Summary of Graham’s Book
Human interactions with the environment are always characterized by exploitation and degradation unless land laws and management practices sustain activities in that area. Compensation has been long used as a solution to the conflict between land ownership and environmental protection initiatives. However, Graham (2010) argues in her book that the notion that land can be compensated as a material commodity is illogical since there is no distinction between nature and culture. The current framework governing property law treats land as a commodity that dephysicalizes people from nature and property. The dephysicalization of property from people is the reason why the law cannot adequately respond to the needs of dispossessed people (Graham, 2010). The book argues that when monetary value is placed on the property, people seek to acquire it for its value as a commodity, rather than its intrinsic value.
Comparative Analysis
The key theme in both articles is that property laws facilitate environmental destruction by dephysicalizing humans from all other natural elements. It is clear from the two writings that people are causing undisputable harm to the environment through destructive behaviors. Carr and Milstein (2017) attributed these ones to the human tendency to separate themselves from nature, a mindset that is reinforced by the logic of property rights. On the other hand, Graham (2010) attributes property ownership and environment conflicts to the paradigm framework that guides law development. She argues that contemporary property regulations place material value on land and other environmental features, which facilitates ecological exploitation practices.
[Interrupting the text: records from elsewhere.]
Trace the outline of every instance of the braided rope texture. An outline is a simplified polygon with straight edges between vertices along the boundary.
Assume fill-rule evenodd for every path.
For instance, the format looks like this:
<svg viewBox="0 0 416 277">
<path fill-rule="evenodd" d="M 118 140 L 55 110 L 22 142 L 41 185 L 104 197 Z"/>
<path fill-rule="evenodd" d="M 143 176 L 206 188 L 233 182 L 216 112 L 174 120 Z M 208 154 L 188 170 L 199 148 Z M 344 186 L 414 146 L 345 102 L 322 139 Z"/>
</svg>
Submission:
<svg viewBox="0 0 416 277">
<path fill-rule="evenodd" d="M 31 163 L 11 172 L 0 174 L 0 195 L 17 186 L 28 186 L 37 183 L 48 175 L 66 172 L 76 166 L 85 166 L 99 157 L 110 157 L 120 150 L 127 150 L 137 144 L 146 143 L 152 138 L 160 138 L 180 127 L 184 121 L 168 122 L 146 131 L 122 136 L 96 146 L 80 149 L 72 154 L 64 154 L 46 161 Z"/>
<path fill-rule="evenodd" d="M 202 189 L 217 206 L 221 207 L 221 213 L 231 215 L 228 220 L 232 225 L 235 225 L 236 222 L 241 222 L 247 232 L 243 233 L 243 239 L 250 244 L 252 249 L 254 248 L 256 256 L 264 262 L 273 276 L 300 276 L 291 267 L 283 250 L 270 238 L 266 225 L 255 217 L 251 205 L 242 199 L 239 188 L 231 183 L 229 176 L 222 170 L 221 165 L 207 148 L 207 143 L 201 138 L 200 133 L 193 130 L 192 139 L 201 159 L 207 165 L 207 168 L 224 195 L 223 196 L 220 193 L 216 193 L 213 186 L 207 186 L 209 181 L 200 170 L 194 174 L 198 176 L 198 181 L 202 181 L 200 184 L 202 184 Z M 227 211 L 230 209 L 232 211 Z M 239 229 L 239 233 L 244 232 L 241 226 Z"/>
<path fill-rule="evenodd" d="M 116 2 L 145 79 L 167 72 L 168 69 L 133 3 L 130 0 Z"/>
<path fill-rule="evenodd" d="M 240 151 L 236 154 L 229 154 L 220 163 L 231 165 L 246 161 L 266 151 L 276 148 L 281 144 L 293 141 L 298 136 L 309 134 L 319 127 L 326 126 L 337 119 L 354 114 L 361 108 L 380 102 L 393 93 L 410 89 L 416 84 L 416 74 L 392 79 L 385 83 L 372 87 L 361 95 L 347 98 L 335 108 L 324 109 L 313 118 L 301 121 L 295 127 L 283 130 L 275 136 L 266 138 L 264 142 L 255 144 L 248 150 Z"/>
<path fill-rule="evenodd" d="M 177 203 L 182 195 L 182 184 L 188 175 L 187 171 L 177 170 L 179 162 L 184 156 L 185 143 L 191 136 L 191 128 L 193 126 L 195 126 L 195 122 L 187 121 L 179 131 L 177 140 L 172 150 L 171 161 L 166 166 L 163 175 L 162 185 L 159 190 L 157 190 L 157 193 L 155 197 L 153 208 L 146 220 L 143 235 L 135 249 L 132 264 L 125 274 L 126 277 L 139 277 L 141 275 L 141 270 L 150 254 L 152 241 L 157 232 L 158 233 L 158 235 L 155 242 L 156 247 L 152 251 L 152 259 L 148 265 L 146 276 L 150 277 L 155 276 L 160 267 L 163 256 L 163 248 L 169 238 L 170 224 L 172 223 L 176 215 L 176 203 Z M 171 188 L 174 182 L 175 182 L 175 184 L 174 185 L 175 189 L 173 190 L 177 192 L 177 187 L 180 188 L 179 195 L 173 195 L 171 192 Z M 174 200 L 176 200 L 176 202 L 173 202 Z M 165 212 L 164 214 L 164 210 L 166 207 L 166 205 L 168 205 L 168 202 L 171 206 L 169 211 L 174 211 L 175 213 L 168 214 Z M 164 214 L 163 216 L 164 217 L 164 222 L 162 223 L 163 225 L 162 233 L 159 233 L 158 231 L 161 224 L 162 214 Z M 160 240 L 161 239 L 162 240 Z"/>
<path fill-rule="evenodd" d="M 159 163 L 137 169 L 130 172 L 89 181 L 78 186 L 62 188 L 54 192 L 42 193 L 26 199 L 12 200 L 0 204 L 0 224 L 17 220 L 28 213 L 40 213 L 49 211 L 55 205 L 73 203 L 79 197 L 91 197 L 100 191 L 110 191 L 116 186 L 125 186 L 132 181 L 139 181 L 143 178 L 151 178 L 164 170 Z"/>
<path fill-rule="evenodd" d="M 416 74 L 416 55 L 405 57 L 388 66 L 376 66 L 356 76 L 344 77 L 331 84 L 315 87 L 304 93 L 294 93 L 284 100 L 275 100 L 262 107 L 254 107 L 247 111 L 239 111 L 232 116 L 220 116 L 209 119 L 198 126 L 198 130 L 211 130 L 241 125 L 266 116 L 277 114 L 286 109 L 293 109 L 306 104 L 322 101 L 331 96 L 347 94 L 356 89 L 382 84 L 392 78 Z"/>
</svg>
I support the viewpoints presented by both researchers. Humans can only act and behave to the extent which legal laws permit or accommodate. Legislations typically influence and shape attitudes, behaviors, and cultural norms (Varner & Varner, 2014). Therefore, if ecologically destructive behaviors continue to be problematic, it is because of the enacted environmental regulations’ gaps. Environmental legislation should have higher jurisdiction over property law, and in cases where property laws conflict with environmental laws, the latter should be given pre-emptive rights. As Graham (2010) puts it, there is no distinction between humans and the environment, and what benefits the environment will also benefit humans.
In summary, the environment drives the human economy and cannot be devoid of human interaction. Environmental regulations that control people’s activities have proven inefficient due to the conflicting judicial and executive power surrounding property laws. At the core of property laws is the dephysicalization mindset that empowers humans to be destructive against the environment. I concur with Graham’s (2010) view that the environment and humans are one; there is, therefore, an increasing need to treat them as a single entity rather than discrete components.
References
Carr, J., & Milstein, T. (2017). Keep burning coal or the manatee gets it: Rendering the carbon economy invisible through endangered species protection.Antipode, 50(1), 82-100. Web.
Graham, N. (2010). Lawscape: Property, environment, law. Routledge-Cavendish.
Shirreffs, L. (2019). The role of legislation in environmental protection and the Jersey legal framework. International Law Office. Web.
Varner, I., & Varner, K. (2014). The relationship between culture and legal systems and the impact on intercultural business communication. Global Advances in Business and Communication, 3(1), 3.